If unpaid interns were just wasting their own time and not harming anyone else, this might seem unfortunate but relatively unimportant in the grand scheme of things. However, unpaid internships create much broader problems in the workforce with ripple effects throughout our society. For one thing, as useless as they may be in general, unpaid internships are nevertheless a luxury. Not everyone can afford to work for free, so when that risk does pay off and lead to a steady job it privileges young workers whose families have the financial resources to support them while they’re biding their time. Given America’s soaring inequality and deepening class divisions, the last thing we need is to have our so-called job creators running rich kid recruitment programs. (Besides, we already have Ivy League schools for that.)
While giving the privileged a boost, unpaid internships also hold other workers down. As Generation Debt author Anya Kamenetz has pointed out, unpaid interns “create an oversupply of people willing to work for…literally nothing,” allowing companies to eliminate low-level paid positions and reduce the bargaining power of their paid employees. On the flip side of the coin, these positions inculcate a mindset that may stay with young workers for the rest of their lives: don’t demand what you deserve; just settle for whatever you can get. Kamenetz writes that they also “promote overidentification with employers: I make sacrifices to work free, therefore I must love my work.” Together, this adds up to a power dynamic in which employers hold all the cards and lowly workers feel lucky just to be doing something, no matter how little it benefits them. Fostering these beliefs harms the labor movement and efforts to bargain for more equitable pay and working conditions.

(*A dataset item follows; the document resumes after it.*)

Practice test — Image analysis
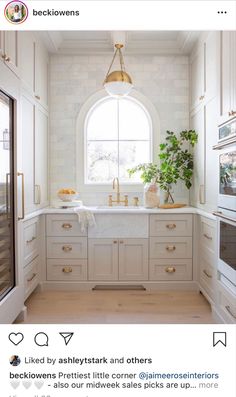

The question is: if we eliminate unpaid internships while the economy remains too weak to provide college students and recent grads with real job opportunities, what do we expect them to do with their lives? They could stay in school longer, but that’s not an affordable or particularly useful option for everyone, and it only delays reckoning with the real problem. They could also take shelter in their parents’ basement and wait for the economy to pick up on its own, but there’s no telling how long that will take, and unless future employers place a lot more value on Mario Kart skills, we’ll be allowing an entire generation to atrophy and deal a permanent setback to their future earning potential.